Un demi-milliard de personnes risquent de basculer dans la pauvreté à cause de l’épidémie de coronavirus, alerte Oxfam, soit 10 % de la population mondiale. L’organisation non gouvernementale fait appel à la solidarité et réclame un plan de sauvetage d’urgence de 160 milliards de dollars.
Alors que des économies entières sont à l’arrêt dans le monde pour freiner la propagation du coronavirus, Oxfam lance l’alerte dans son nouveau rapport, baptisé Le prix de la dignité : si les pays les plus riches ne viennent pas d’urgence au secours des nations plus démunies, un demi-milliard de personnes pourraient sombrer dans la pauvreté, soit 10 % de la population mondiale. Du jamais vu depuis les années 1990 qui a vu la pauvreté diminuer sans discontinuer, jusqu’à aujourd’hui.
Ces personnes en grande difficulté viendraient s’ajouter aux 1,3 milliard qui vivent déjà en dessous du seuil de pauvreté, selon le Programme des Nations unies pour le développement (PNUD). Il s’agit des travailleurs pauvres des pays « riches » qui n’ont pas accès à la protection sociale, comme les indemnités de chômage, l’assurance santé. Il s’agit surtout des millions de gens dans les pays en voie de développement qui vivent dans des bidonvilles ou des camps de réfugiés, dont l’accès à l’eau est un défi permanent et qui ne peuvent pas s’isoler pour éviter de se contaminer.
Aide internationale et annulation des dettes
Alors que les ministres des Finances du G20 s’apprêtent à se réunir virtuellement le 15 avril prochain, ainsi que les décideurs de la Banque mondiale et du Fonds monétaire international entre le 17 au 19 avril, Oxfam réclame un « plan de sauvetage économique pour tous et toutes » de 160 milliards de dollars. Dans son nouveau rapport, Oxfam indique que la lutte contre la pauvreté pourrait reculer de dix ans, et de 30 ans dans certaines régions comme l’Afrique subsaharienne, l’Afrique du Nord, le Moyen-Orient, l’Amérique latine. Plus de la moitié de la population mondiale pourrait désormais vivre sous le seuil de pauvreté, suite à l’épidémie de coronavirus.
Plusieurs dispositifs pourraient financer ce plan de sauvetage : l’annulation immédiate du remboursement de la dette des pays en développement pour 2020 à hauteur de 1 000 milliards de dollars. Ainsi, le Ghana, par exemple, pourrait fournir 20 dollars par mois aux nécessiteux. Oxfam propose aussi la création d’une réserve de mille milliards de dollars de liquidités pour que les pays aient de l’argent pour augmenter les dépenses de santé publique. Autres dispositifs : l’augmentation de 0,7 % de l’aide publique des pays donateurs au pays en voie de développement, et la mise en place d’un impôt de solidarité d’urgence.
Oxfam compte sur la France pour peser en faveur de ces mesures auprès du G20 et du FMI. L’Hexagone pourrait même ouvrir la voie. « La France peut décider sans attendre l’annulation des paiements de dettes qui lui sont dues par les pays en voie de développement pour 2020 pour les aider immédiatement à faire face à la crise », explique le porte-parole d’Oxfam France, Robin Guittard.
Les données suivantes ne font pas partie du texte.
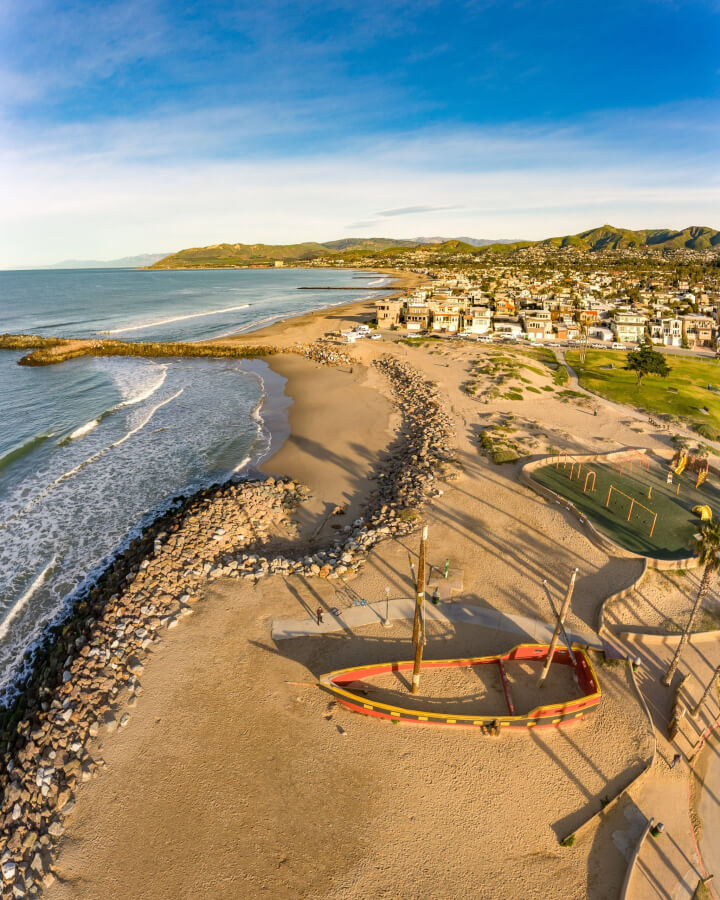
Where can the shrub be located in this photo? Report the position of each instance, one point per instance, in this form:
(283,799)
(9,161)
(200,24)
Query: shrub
(504,456)
(707,430)
(409,515)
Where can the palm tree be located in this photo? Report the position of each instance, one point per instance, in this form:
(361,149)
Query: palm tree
(707,544)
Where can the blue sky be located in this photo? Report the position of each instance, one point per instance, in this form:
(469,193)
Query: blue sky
(140,126)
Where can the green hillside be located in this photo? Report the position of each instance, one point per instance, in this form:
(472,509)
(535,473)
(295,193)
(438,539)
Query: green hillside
(606,237)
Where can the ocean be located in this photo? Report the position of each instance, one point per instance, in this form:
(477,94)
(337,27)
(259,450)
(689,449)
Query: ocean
(91,449)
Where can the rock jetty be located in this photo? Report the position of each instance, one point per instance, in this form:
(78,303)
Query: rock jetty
(90,666)
(328,356)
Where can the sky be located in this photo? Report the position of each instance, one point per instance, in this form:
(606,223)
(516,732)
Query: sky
(144,126)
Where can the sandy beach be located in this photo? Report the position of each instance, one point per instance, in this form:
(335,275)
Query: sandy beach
(237,777)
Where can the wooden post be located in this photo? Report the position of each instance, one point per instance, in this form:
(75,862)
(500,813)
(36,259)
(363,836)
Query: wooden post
(632,503)
(419,584)
(560,620)
(418,624)
(706,692)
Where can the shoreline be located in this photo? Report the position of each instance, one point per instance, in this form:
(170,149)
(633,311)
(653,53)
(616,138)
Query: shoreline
(86,673)
(274,414)
(48,350)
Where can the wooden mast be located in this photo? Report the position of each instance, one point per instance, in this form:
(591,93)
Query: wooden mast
(419,622)
(558,627)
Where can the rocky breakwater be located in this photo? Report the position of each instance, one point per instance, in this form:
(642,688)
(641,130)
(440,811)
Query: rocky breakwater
(90,666)
(327,356)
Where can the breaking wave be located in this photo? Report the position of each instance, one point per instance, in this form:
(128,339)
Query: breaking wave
(209,312)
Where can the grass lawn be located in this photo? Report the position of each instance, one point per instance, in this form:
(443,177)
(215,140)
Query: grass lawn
(683,393)
(675,524)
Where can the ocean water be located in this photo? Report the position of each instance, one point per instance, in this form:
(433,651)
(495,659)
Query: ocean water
(91,448)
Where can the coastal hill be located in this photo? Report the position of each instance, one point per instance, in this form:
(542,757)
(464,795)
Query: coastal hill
(606,237)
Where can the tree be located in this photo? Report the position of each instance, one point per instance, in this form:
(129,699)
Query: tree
(707,544)
(647,361)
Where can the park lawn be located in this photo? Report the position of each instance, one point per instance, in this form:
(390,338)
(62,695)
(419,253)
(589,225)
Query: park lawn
(675,525)
(683,393)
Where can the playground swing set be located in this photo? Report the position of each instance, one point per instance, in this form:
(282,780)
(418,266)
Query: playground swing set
(697,464)
(633,504)
(576,469)
(626,462)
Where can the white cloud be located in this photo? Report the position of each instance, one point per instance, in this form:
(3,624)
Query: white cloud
(112,189)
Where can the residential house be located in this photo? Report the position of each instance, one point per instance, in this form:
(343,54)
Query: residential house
(628,328)
(477,320)
(538,324)
(388,312)
(446,317)
(698,330)
(417,316)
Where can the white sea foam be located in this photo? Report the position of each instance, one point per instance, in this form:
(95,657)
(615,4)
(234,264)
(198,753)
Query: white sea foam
(242,465)
(209,312)
(146,393)
(91,459)
(20,603)
(84,429)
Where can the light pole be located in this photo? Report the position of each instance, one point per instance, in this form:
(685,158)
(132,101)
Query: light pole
(387,623)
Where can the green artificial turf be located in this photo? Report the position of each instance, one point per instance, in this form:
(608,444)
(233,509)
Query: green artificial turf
(676,523)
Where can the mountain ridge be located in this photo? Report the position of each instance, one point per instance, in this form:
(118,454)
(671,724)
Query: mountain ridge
(604,237)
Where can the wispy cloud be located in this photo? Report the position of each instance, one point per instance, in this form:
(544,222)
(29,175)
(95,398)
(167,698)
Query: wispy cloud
(110,188)
(412,210)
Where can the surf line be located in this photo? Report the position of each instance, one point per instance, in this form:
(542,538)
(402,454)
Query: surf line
(209,312)
(90,459)
(17,608)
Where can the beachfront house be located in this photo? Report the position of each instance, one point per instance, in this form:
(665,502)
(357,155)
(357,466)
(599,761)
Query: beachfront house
(666,330)
(417,316)
(538,324)
(446,317)
(507,326)
(698,330)
(477,320)
(628,328)
(388,312)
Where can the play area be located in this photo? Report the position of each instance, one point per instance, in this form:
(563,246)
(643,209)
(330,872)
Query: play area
(646,505)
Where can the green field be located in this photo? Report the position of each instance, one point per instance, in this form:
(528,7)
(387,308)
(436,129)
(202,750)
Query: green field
(684,393)
(675,524)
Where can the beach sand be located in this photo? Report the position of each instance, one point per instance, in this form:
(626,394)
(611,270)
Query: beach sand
(238,778)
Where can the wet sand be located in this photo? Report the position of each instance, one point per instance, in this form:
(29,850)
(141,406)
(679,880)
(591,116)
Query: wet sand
(236,777)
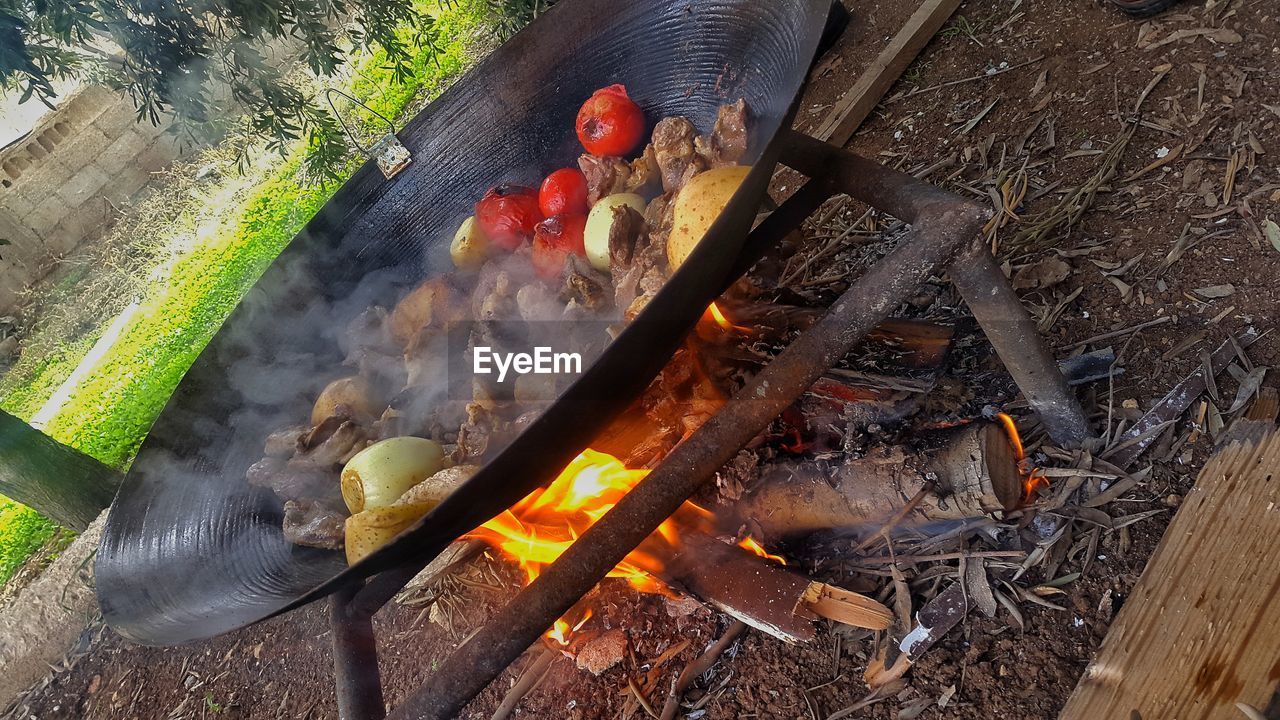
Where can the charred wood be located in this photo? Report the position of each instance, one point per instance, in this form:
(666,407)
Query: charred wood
(976,473)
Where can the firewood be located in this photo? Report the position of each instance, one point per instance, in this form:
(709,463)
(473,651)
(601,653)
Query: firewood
(1201,630)
(1144,432)
(976,474)
(917,343)
(772,598)
(1257,420)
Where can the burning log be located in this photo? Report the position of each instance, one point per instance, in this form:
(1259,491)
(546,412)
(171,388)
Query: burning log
(764,595)
(974,474)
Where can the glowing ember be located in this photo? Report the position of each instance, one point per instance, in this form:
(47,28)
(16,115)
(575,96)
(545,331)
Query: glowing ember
(717,317)
(547,522)
(561,630)
(1032,478)
(750,545)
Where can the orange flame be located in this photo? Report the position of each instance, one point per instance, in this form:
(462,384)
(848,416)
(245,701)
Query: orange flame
(561,630)
(547,522)
(750,545)
(716,315)
(1032,477)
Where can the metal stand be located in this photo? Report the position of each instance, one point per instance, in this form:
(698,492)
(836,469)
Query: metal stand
(355,660)
(945,236)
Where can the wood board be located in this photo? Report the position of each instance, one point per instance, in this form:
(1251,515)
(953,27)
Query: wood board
(1201,630)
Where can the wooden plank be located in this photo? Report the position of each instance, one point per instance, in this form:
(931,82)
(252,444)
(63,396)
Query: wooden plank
(1201,630)
(848,114)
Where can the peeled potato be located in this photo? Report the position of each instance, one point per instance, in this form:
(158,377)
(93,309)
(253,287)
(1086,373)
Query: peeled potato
(698,204)
(470,246)
(423,305)
(378,475)
(355,392)
(434,490)
(374,528)
(599,223)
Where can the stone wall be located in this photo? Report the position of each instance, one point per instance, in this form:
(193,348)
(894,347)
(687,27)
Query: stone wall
(64,183)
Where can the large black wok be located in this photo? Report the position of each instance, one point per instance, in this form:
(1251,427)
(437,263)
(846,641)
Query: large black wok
(190,548)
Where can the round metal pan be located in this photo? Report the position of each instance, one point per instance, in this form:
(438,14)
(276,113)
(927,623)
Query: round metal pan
(191,550)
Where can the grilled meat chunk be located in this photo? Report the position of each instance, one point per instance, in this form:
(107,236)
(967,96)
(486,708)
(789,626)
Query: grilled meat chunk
(675,154)
(726,145)
(604,176)
(314,524)
(584,285)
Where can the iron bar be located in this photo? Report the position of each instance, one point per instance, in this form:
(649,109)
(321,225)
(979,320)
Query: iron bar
(355,660)
(1018,342)
(944,222)
(787,218)
(993,304)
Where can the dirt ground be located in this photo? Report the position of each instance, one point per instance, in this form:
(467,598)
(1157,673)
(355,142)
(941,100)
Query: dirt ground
(1038,89)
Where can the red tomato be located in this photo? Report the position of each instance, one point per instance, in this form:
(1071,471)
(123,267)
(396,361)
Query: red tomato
(563,191)
(609,123)
(553,240)
(507,214)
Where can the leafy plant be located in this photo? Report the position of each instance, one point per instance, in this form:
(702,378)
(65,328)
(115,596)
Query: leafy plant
(177,54)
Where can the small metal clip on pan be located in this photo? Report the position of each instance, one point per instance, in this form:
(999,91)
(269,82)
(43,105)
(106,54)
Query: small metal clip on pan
(388,151)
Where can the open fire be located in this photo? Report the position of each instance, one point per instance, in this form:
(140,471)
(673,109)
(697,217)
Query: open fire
(538,529)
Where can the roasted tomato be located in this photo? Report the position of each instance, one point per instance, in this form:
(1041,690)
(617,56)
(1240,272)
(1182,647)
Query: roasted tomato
(553,241)
(507,214)
(563,191)
(609,123)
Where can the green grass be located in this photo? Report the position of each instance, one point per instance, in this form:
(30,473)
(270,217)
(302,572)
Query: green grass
(22,532)
(110,411)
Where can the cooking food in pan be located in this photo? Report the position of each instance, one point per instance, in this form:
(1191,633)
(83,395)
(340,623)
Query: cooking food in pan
(595,242)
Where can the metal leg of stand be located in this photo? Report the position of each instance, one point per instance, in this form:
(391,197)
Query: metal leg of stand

Une politique « plus juste et redistributive »
Mais la France, comme les autres pays entrés en récession à cause du coronavirus est-elle en capacité de mobiliser des ressources massives ? « Oui », défend Robin Guittard. « Il est plus urgent que jamais que la France, et les autres pays riches, tiennent enfin leur promesse de dédier au moins 0,7 % de leur richesse nationale au développement des pays pauvres. Pour la France cela représente 7 milliards d’aide en plus, ce à quoi il faut ajouter sa participation au plan de réponse de l’ONU. Une somme importante mais néanmoins modeste comparativement aux 5 000 milliards de dollars que le G20 a déjà annoncé vouloir mobiliser pour ses économies », conclut-il.
L’organisation humanitaire demande également à la France d’œuvrer pour une politique plus « juste et redistributive ». Il suffirait pour cela d’imposer davantage les grandes fortunes, d’instaurer une taxe sur les transactions, de lutter plus agressivement contre l’évasion fiscale, enfin de suspendre tout versements de dividendes, de rachats d’actions aux actionnaires ou de des bonus aux grands patrons tant que durera la crise.
Oxfam exhorte aussi à tirer les leçons de la crise financière. En 2008, les banques et les entreprises ont été secourues par les citoyens au prix fort : pertes d’emplois, gel de salaires et coupes drastiques dans les services essentiels, comme ceux de la santé.